CSS Zen Garden submission: "Geocities 1996"
The CSS Zen Garden has been highly useful to me in demonstrating the value of standards when attempting to convince my reluctant colleagues to abandon tables. Thanks Mr. Shea!
However, it’s also been a major pain in the arse, as Nongyaw, friends and family now expect every site I make for them to look as good as the zen garden submissions. As a design-challenged individual, I’ve found myself almost nostalgic for the multi-coloured, multi-typefaced gif-ridden designs I used to see in 1996 when I moved to Thailand and first used the web, back in the days when Netscape 3.0 was the coolest browser out.
So I’ve made a css zen garden skin, hearkening back to that devil-may-care era of joie-de-web.
It’s called "Geocities 1996".
For maximum authenticity, I’ve used only public domain gifs from surviving "webmaster resource" sites of that era, as well as their on-line button and banner makers, intrepidly braving pop-ups and feeding my email addresses to spam fiends as I went.
I think it’s beautiful (but I’m biased). What do you think?
(Related post: Does validation matter?)
(7 March 05) I just came across a brilliant essay on the development of the Web’s look and feel, called A Vernacular Web – The Indigenous and The Barbarians.
Thanks to Weiran Zhang for offering to host the design for me after continual bandwidth meltdowns.
What the critics say
22.12.04: Zeldman said “Your CSS Zen Garden design is rockin'”
, and Peter wrote to say, “The best thing I’ve seen all day. Thanks.”
. Justin Wignell concurs: “Absolutely fantastic! Love it! It made my day”
, whilst Dave MacEwan makes the aesthetic point “;It almost made me puke. :-)”
.
In keeping with body-fluids mode of criticism, David Thompson called it “A festering pile of shite”
. The less-scatalogical jp says, “Absolutely brilliant…though it hurts my head”
.
Molly said “Bruce, I love you but this just proves your insanity”
, while bilingual Joe Clark says “Oui, très amusant”
and points out to those who don’t get the joke that, although the the xhtml source is ostensibly AAA accessible, the strobing gifs I’ve included make it inaccessible (and perhaps dangerous) to some.
Accessibility guru, Ian Lloyd, wrote “Bruce, that is a piece of genius. I’m going blind. So bad it’s brilliant!”
. The Linux-loving Gabriel wrote “Will you propose your design to the “official” zengarden? It is among the best I have ever seen.”
The Christian Web Masters didn’t like it, while Stan Furlong wrote to say that it’s the topic of discussion on a Macforum: “OMG, that is the best thing I’ve ever seen. Please submit that. Please.”
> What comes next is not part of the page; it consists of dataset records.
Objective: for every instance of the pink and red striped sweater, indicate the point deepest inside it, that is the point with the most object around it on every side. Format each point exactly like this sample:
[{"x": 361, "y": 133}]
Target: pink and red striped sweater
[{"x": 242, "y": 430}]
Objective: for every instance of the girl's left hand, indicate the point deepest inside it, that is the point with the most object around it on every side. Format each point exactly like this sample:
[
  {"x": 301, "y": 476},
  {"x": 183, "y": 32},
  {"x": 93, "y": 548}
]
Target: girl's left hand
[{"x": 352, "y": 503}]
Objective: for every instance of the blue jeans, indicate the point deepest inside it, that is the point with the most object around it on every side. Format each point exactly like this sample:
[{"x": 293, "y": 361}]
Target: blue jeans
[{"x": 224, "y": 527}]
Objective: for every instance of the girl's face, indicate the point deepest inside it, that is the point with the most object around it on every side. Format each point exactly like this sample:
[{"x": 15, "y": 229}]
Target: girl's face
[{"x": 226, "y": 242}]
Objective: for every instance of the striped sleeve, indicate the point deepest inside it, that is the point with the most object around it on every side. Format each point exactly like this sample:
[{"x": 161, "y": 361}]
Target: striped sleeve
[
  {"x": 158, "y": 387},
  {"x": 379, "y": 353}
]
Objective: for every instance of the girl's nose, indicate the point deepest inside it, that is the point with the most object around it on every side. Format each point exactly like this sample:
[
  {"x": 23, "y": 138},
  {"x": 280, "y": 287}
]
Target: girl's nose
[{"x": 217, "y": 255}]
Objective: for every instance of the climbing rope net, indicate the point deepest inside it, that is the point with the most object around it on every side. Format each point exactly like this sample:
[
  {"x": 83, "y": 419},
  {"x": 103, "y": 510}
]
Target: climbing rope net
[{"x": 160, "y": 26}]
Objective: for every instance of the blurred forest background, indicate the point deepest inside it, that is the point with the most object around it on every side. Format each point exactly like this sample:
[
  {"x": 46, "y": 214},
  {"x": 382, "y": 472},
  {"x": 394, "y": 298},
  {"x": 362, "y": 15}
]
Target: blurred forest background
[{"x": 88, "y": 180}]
Steven Souza emailed: “The proxmity of my computer to the restroom proved to be highly valuable after viewing your version of the zen garden. I laughed for at least 5 minutes and fought for breath afterward. Thanks for creating such an enjoyable experience.”
Ronaldb66 wrote, “I was thinking: anyone for a “CSS Zany Garden” contest? Using the original markup and CSS to create a really awful design? Although it would be hard to top the original.”
Dave Shea emailed me on 16 Feb 05 to say “It’s brilliant. I’ve had a good laugh every time I’ve loaded it.”
Bruce Lawson hates Standards?
24.12.04 – someone nominated me to web pages that suck. I’m happy to receive the praise “Wonderful stuff. I’ll give it my highest compliment – I wish I had thought of it first”
but I’m not so pleased when Vince Flanders writes,
Too many of us get carried away with Web Standards and too many believe that using them makes your site wonderful … Bruce Lawson has taken Web Standards and the Zen Garden approach, thrown it on the ground, and stomped it to death.
No, no, no! I’m a great believer in Web Standards. What I’ve tried to do is visually demonstrate what I said at the mediaelements conference: "validity and accessibility by no means guarantee a good page, as my submission to the CSS Zen Garden, Geocities 1996, demonstrates".
I reinforce Dave Shea’s reason for planting the Zen Garden: to show that the "structurists" like me were not showing the advantages of CSS to its full effect. By making a deliberately ugly page, I’m proving that structural purity alone does not a good page make – exactly what he was trying to show, and a point which I 100% agree with. Beautiful design plus beautiful structure is the way forward, as the CSS Zen Garden shows.
Phew – it’s always hard to explain a joke.